What is most interesting about the film is how it draws its largest ideas from none other than Michael Moore and his style of belligerent documentary interviewing. Moore showed a new documentary style by skewing his footage and his interviews to fit a preconceived notion and often its interviewees were pawns in Moore’s games. Aside from Charlton Heston who had the sense to stop talking and ask Moore to leave most of the interviewees in Moore’s films end up the butt of Moore’s joke without even knowing that they are being taken advantage of and being shown to be narrow-minded or simple. In Borat Sacha Cohen does the same to a cross section of America exposing the sort of narrow-mindedness that one expects is the most stereotypical. New Yorkers are rude and cold, Southerners are gracious but with continued underlying racial problems, South westerners are bible thumping xenophobes, and Californians are freaks of every creed. Borat of course plays all of this for laughs but it comes across so manipulative, heartless, and cruel that it hardly seems funny.

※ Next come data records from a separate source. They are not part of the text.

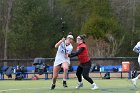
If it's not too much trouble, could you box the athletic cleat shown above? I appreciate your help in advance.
[91,85,99,90]
[51,84,55,90]
[63,81,68,88]
[131,79,136,87]
[76,83,83,89]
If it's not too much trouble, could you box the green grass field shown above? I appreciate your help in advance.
[0,79,140,93]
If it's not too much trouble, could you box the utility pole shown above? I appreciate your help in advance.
[131,0,136,45]
[4,0,14,66]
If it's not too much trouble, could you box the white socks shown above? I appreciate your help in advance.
[134,77,139,80]
[92,83,96,86]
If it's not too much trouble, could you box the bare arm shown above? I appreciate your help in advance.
[55,38,65,48]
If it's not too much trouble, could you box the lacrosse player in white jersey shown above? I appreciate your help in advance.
[51,35,73,90]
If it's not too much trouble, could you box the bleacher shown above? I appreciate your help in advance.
[0,65,131,80]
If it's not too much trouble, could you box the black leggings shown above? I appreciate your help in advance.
[76,61,94,84]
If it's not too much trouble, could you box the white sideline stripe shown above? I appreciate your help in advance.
[0,87,46,92]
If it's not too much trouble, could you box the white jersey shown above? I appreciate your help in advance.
[133,41,140,64]
[54,42,73,66]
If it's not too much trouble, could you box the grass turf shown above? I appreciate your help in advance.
[0,79,140,93]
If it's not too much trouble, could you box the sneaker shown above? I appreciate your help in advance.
[63,81,68,87]
[91,85,99,90]
[76,83,83,89]
[51,84,55,90]
[131,79,136,86]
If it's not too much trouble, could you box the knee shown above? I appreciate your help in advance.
[83,74,89,79]
[63,67,68,72]
[76,72,81,76]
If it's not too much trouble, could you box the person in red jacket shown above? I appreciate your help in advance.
[69,35,98,90]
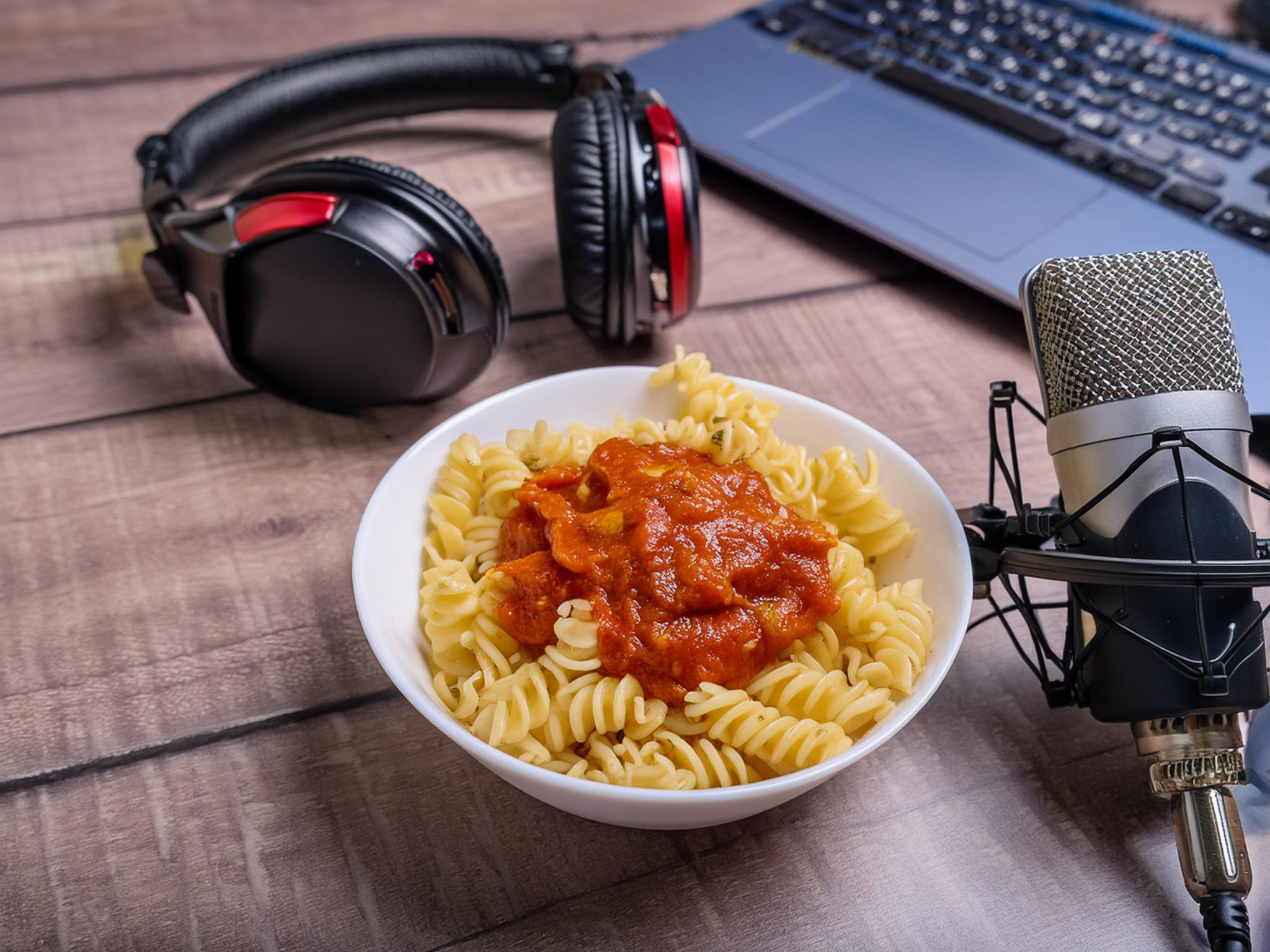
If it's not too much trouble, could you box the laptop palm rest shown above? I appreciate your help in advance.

Borat has become a success at the box office but it remains to be seen how much of the box office goes back to the producers of the film and how much ends up going to cover the myriad of lawsuits the pseudo-documentary has stirred up. The film is a sound skewering of some of deep seeded identity issues America has but it intersperses these few moments with a myriad of juvenile bodily function jokes and grating bumpkin humor. Borat has its moments but in general it is a disappointing and cruel joke on the American public.